Extension of chart parsing implementation to handle grammars with 

feature structures as nodes. 

""" 

from __future__ import print_function 

 

from nltk.compat import xrange 

from nltk.featstruct import FeatStruct, unify, FeatStructParser, TYPE, find_variables 

from nltk.sem import logic 

from nltk.tree import Tree 

from nltk.grammar import (Nonterminal, Production, ContextFreeGrammar, 

                          FeatStructNonterminal, is_nonterminal, 

                          is_terminal) 

from nltk.parse.chart import (TreeEdge, Chart, ChartParser, EdgeI, 

                              FundamentalRule, LeafInitRule, 

                              EmptyPredictRule, BottomUpPredictRule, 

                              SingleEdgeFundamentalRule, 

                              BottomUpPredictCombineRule, 

                              CachedTopDownPredictRule, 

                              TopDownInitRule) 

 

#//////////////////////////////////////////////////////////// 

# Tree Edge 

#//////////////////////////////////////////////////////////// 

 

class FeatureTreeEdge(TreeEdge): 

    """ 

    A specialized tree edge that allows shared variable bindings 

    between nonterminals on the left-hand side and right-hand side. 

 

    Each ``FeatureTreeEdge`` contains a set of ``bindings``, i.e., a 

    dictionary mapping from variables to values.  If the edge is not 

    complete, then these bindings are simply stored.  However, if the 

    edge is complete, then the constructor applies these bindings to 

    every nonterminal in the edge whose symbol implements the 

    interface ``SubstituteBindingsI``. 

    """ 

    def __init__(self, span, lhs, rhs, dot=0, bindings=None): 

        """ 

        Construct a new edge.  If the edge is incomplete (i.e., if 

        ``dot<len(rhs)``), then store the bindings as-is.  If the edge 

        is complete (i.e., if ``dot==len(rhs)``), then apply the 

        bindings to all nonterminals in ``lhs`` and ``rhs``, and then 

        clear the bindings.  See ``TreeEdge`` for a description of 

        the other arguments. 

        """ 

        if bindings is None: bindings = {} 

 

        # If the edge is complete, then substitute in the bindings, 

        # and then throw them away.  (If we didn't throw them away, we 

        # might think that 2 complete edges are different just because 

        # they have different bindings, even though all bindings have 

        # already been applied.) 

        if dot == len(rhs) and bindings: 

            lhs = self._bind(lhs, bindings) 

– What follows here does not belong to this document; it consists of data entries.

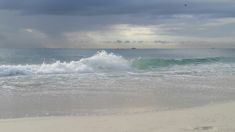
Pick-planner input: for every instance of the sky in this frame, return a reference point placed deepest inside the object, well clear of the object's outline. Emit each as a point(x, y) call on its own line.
point(117, 23)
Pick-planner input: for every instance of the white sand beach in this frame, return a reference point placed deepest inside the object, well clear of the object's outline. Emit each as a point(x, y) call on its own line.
point(210, 118)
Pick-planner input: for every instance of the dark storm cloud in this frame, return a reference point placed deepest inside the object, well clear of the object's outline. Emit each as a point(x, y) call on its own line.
point(120, 7)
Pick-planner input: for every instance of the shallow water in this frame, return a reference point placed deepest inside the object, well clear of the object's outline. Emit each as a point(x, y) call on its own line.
point(43, 82)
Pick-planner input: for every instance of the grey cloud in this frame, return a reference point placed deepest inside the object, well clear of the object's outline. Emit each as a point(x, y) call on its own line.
point(119, 7)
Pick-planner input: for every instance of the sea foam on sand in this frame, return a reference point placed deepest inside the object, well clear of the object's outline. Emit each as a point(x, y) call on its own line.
point(210, 118)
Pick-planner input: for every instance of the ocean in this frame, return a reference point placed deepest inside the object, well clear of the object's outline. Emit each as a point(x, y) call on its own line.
point(58, 82)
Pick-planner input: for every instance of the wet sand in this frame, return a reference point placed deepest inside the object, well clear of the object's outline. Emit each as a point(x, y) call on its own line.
point(210, 118)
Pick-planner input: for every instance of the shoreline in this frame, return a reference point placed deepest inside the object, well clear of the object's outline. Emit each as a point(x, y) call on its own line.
point(210, 118)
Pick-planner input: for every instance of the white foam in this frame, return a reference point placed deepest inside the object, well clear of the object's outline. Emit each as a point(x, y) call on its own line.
point(101, 61)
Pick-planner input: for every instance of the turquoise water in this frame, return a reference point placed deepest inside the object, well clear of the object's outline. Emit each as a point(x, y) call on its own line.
point(44, 82)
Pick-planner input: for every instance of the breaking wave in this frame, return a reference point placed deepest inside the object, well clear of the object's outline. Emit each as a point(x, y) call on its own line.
point(100, 62)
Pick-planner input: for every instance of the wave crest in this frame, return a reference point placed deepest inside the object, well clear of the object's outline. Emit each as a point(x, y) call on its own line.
point(101, 61)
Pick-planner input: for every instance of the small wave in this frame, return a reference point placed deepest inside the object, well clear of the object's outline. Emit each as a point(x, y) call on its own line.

            rhs = [self._bind(elt, bindings) for elt in rhs] 

            bindings = {} 

 

        # Initialize the edge. 

        TreeEdge.__init__(self, span, lhs, rhs, dot) 

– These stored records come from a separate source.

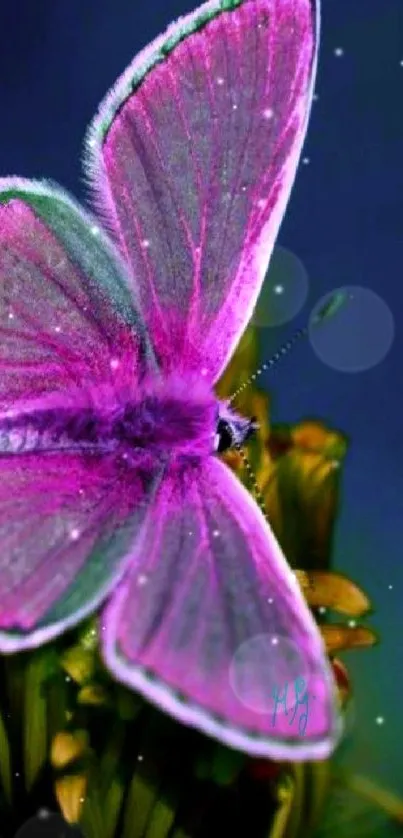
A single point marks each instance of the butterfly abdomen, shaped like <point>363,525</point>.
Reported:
<point>53,429</point>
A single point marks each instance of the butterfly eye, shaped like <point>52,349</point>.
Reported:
<point>225,436</point>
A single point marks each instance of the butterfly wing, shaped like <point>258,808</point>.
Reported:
<point>210,624</point>
<point>68,321</point>
<point>67,528</point>
<point>69,335</point>
<point>192,158</point>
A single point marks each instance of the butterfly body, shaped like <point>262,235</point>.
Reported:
<point>171,417</point>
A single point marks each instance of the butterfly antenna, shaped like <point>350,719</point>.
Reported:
<point>255,486</point>
<point>271,362</point>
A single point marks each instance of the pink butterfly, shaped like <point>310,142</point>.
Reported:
<point>112,493</point>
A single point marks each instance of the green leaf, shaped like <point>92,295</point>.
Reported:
<point>5,761</point>
<point>35,713</point>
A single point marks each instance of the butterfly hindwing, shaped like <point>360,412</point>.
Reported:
<point>209,602</point>
<point>191,160</point>
<point>68,523</point>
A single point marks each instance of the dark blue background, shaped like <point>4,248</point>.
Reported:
<point>345,221</point>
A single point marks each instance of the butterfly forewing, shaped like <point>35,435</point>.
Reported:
<point>67,309</point>
<point>192,158</point>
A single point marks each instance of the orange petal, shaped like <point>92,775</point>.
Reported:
<point>342,679</point>
<point>338,637</point>
<point>67,747</point>
<point>333,590</point>
<point>70,793</point>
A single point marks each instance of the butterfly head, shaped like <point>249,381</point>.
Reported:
<point>232,430</point>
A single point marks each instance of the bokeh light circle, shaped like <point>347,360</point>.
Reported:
<point>351,329</point>
<point>277,660</point>
<point>284,290</point>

        self._bindings = bindings 

 

    @staticmethod 

    def from_production(production, index): 

        """ 

        :return: A new ``TreeEdge`` formed from the given production. 

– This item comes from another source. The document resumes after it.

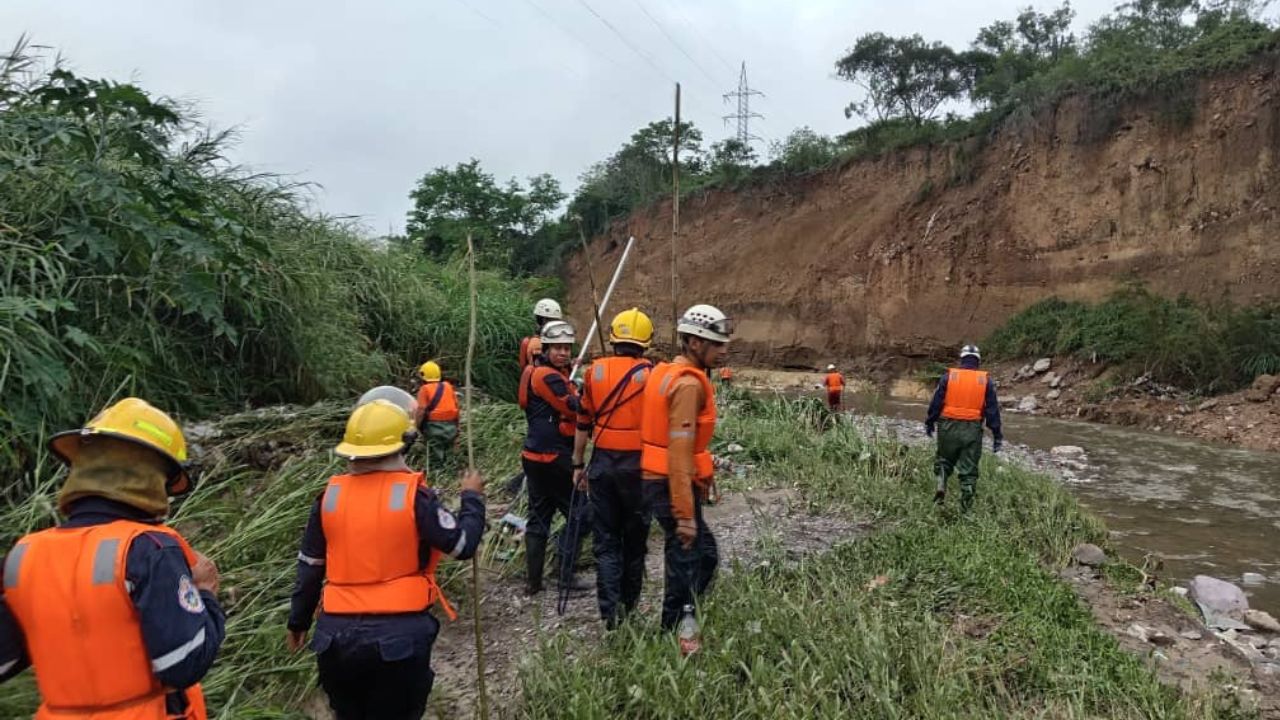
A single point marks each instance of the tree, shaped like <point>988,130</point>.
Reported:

            The new edge's left-hand side and right-hand side will 

            be taken from ``production``; its span will be 

            ``(index,index)``; and its dot position will be ``0``. 

        :rtype: TreeEdge 

        """ 

        return FeatureTreeEdge(span=(index, index), lhs=production.lhs(), 

                               rhs=production.rhs(), dot=0) 

 

    def move_dot_forward(self, new_end, bindings=None): 

        """ 

        :return: A new ``FeatureTreeEdge`` formed from this edge. 

            The new edge's dot position is increased by ``1``, 

            and its end index will be replaced by ``new_end``. 

        :rtype: FeatureTreeEdge 

        :param new_end: The new end index. 

        :type new_end: int 

        :param bindings: Bindings for the new edge. 

        :type bindings: dict 

        """ 

        return FeatureTreeEdge(span=(self._span[0], new_end), 

                               lhs=self._lhs, rhs=self._rhs, 

                               dot=self._dot+1, bindings=bindings) 

 

    def _bind(self, nt, bindings): 

        if not isinstance(nt, FeatStructNonterminal): return nt 

        return nt.substitute_bindings(bindings) 

 

    def next_with_bindings(self): 

        return self._bind(next(self), self._bindings) 

 

    def bindings(self): 

        """ 

        Return a copy of this edge's bindings dictionary. 

        """ 

        return self._bindings.copy() 

 

    def variables(self): 

        """ 

        :return: The set of variables used by this edge. 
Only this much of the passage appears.